Recent studies suggest that LDN may help reduce systemic inflammation and support metabolic function, especially when combined with lifestyle interventions and other therapies. A 2021 systematic review noted LDN’s potential impact on immune modulation and insulin sensitivity in patients with obesity and chronic inflammation [1].

• Clients with metabolic challenges such as insulin resistance, PCOS, or metabolic syndrome
• Individuals struggling with emotional or stress-related eating patterns
• Patients managing inflammatory or autoimmune conditions, including Hashimoto’s (under supervision)
• Those experiencing a plateau on GLP-1 therapies or transitioning off them
• Clients seeking an affordable, long-term support option within a broader weight loss plan

• Typical Dose Range: 1.5 mg to 8 mg daily, titrated gradually
• Time to Results: Appetite and mood benefits may appear within weeks; weight and metabolic changes usually take 3–6 months
• Side Effects: Generally well tolerated; occasional nausea or vivid dreams
• Long-Term Use: Can be used as an ongoing part of a medically supervised weight loss plan [2]

GLP-1 receptor agonists (like Semaglutide) have gained popularity for their appetite-suppressing and glucose-regulating effects. LDN may complement these therapies by supporting inflammation reduction, helping regulate appetite-related behaviors, and addressing emotional eating triggers [3].

• LDN Alone: May benefit patients seeking moderate appetite regulation, mood support, or metabolic reinforcement—particularly in cases involving emotional or stress-related eating.
• LDN + GLP-1s: May enhance weight loss support by addressing inflammation, thyroid function, and cravings—potentially helping maintain metabolic balance during treatment [4].
• After GLP-1s: Useful for weight maintenance after discontinuing GLP-1 therapy [5].

1. Choubey A, et al.

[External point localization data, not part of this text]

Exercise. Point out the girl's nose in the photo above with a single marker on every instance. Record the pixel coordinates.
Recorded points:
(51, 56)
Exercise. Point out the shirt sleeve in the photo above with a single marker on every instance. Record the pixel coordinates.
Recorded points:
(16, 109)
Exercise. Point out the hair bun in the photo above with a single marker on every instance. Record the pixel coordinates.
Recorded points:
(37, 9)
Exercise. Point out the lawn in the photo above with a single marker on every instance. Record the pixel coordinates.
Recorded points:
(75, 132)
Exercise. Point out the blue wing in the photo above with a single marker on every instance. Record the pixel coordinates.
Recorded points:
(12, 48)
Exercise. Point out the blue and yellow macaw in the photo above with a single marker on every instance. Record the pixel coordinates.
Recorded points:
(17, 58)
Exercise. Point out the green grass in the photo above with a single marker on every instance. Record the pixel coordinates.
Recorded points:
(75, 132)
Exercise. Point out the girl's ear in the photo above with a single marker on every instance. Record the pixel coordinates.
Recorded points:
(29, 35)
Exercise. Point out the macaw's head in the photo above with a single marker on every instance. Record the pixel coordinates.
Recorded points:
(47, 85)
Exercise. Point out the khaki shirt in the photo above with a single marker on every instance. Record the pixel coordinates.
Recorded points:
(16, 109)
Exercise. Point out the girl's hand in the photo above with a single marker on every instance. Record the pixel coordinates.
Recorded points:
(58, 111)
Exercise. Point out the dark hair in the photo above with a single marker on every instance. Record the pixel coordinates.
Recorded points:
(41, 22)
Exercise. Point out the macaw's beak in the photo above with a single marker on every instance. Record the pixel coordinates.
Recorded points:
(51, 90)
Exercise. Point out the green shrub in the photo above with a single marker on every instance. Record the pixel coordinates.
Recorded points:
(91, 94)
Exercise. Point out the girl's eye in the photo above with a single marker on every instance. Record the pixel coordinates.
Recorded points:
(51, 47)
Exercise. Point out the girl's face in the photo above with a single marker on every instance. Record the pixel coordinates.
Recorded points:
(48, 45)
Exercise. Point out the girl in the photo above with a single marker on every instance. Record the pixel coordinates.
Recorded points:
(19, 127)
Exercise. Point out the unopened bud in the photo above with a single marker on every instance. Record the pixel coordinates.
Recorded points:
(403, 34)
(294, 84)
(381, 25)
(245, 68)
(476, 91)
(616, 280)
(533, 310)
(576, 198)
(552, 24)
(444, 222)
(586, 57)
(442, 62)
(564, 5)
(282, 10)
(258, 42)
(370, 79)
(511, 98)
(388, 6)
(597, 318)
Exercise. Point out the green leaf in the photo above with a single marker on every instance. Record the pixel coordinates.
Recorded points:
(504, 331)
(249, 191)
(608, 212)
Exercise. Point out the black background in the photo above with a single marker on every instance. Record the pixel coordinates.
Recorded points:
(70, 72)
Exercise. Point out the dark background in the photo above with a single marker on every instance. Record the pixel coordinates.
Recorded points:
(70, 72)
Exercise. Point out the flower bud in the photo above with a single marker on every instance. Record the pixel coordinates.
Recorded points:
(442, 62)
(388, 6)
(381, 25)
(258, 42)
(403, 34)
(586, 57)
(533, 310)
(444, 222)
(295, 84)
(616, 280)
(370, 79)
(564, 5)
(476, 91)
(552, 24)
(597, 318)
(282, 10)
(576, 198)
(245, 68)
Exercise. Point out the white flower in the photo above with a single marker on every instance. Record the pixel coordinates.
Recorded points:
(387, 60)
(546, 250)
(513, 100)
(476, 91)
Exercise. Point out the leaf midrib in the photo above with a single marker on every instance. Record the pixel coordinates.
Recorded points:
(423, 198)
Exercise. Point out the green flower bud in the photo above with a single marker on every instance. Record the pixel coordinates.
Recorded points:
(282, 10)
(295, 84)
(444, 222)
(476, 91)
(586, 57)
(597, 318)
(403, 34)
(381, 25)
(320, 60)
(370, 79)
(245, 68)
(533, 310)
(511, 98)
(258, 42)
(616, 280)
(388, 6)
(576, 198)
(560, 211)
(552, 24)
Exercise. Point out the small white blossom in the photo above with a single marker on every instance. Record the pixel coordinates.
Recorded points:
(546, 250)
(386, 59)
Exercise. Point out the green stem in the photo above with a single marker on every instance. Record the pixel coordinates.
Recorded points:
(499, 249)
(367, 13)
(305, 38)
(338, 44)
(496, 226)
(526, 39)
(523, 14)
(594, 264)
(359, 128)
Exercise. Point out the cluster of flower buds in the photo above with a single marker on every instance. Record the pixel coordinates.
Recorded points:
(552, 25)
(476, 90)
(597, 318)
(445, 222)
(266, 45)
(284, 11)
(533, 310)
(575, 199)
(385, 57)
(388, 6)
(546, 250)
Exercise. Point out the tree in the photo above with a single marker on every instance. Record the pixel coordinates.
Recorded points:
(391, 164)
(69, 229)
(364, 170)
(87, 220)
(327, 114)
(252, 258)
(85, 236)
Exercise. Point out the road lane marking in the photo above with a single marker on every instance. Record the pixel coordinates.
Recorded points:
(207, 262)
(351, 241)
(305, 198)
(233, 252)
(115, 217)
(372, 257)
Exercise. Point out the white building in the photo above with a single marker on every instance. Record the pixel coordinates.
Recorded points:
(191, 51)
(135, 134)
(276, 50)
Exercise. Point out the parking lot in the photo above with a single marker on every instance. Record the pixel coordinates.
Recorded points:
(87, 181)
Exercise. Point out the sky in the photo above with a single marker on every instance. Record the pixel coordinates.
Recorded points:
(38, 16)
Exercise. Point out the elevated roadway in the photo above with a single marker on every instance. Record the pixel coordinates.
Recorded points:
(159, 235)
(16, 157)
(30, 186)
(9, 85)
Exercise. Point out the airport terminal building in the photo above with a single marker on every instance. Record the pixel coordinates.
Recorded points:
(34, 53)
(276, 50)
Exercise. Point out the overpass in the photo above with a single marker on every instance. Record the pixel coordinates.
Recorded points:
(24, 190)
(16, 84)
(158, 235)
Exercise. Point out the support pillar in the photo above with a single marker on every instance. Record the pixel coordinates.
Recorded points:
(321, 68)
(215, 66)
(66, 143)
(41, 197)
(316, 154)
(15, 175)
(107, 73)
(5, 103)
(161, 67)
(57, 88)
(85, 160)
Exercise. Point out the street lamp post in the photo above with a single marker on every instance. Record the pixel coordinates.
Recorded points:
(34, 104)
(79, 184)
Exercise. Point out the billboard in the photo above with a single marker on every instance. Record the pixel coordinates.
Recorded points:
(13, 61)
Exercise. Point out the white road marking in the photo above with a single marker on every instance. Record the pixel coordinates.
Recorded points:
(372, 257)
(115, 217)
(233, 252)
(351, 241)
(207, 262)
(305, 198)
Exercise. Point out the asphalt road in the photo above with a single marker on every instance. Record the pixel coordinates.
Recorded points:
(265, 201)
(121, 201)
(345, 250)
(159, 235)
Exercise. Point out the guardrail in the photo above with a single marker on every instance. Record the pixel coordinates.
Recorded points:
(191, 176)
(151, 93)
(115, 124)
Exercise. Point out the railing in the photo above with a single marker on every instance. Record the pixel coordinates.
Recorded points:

Low-dose naltrexone rescues inflammation and insulin resistance associated with hyperinsulinemia. J Biol Chem. 2020;295(49):16359–16369.
2. Younger J, Parkitny L, McLain D. The use of low-dose naltrexone (LDN) as a novel anti-inflammatory treatment for chronic pain. Clin Rheumatol. 2014;33(4):451–459.
3. Toljan K, Vrooman B. Low-dose naltrexone (LDN)—review of therapeutic utilization. Med Sci (Basel). 2018;6(4):82.
4. Cant R, Dalgleish AG, Allen RL. Naltrexone inhibits IL-6 and TNFα production in human immune cell subsets following stimulation with ligands for intracellular toll-like receptors. Front Immunol. 2017;8:809.
5. Hutchinson MR, et al. Non-stereoselective reversal of neuropathic pain by naloxone and naltrexone: involvement of toll-like receptor 4. Eur J Neurosci. 2008;28(1):20–29.
6. Raknes G, Småbrekke L. Low dose naltrexone in multiple sclerosis: effects on medication use. A quasi-experimental study. PLoS One. 2017;12(11):e0187423.
7. Wang X, Zhang Y, Peng Y, et al. Pharmacological characterization of the opioid inactive isomers (+)-naltrexone and (+)-naloxone as antagonists of toll-like receptor 4. Br J Pharmacol. 2016;173(5):856–869.